Sur la décision portant obligation de quitter le territoire :
15. En premier lieu, il résulte de ce qui précède que le moyen tiré de l’illégalité, par voie d’exception, de la décision de refus de titre de séjour doit être écarté.
16. En deuxième lieu et pour les mêmes motifs que ceux indiqués aux points 13 et 14 du présent jugement, les moyens tirés de la méconnaissance des stipulations de l’article 8 de la convention européenne de sauvegarde des droits de l’homme et des libertés fondamentales et de l’erreur manifeste d’appréciation, doivent être écartés.

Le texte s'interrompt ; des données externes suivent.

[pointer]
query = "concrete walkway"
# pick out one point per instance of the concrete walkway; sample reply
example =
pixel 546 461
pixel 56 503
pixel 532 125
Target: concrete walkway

17. En troisième lieu, et pour les mêmes motifs que ceux indiqués au point 11 le moyen tiré de la méconnaissance des dispositions de l’article L. 432-1-1 du code de l’entrée et du séjour des étrangers et du droit d’asile doit être écarté.
18. Il résulte de tout ce qui précède que les conclusions à fin d’annulation de M. B… doivent être rejetées, de même, par conséquent, que les conclusions à fin d’injonction, d’astreinte et celles présentées sur le fondement des dispositions combinées des articles L. 761-1 du code de justice administrative et 37 de la loi du 10 juillet 1991.
D E C I D E :
Article 1er : La requête de M. B… est rejetée.
Article 2 : Le présent jugement sera notifié à M. C… B… et à la préfète de l’Aisne.
Délibéré après l’audience du 27 novembre 2025 à laquelle siégeaient :
- M. Binand, président,
- Mme A… et Mme Fass, conseillères,
Rendu public par mise à disposition au greffe le 26 décembre 2025.
La rapporteure,
Signé
L. Fass
Le président,
Signé
C. Binand
La greffière,
Signé
F. Joly
La République mande et ordonne à la préfète de l’Aisne en ce qui la concerne ou à tous commissaires de justice à ce requis en ce qui concerne les voies de droit commun contre les parties privées, de pourvoir à l’exécution de la présente décision.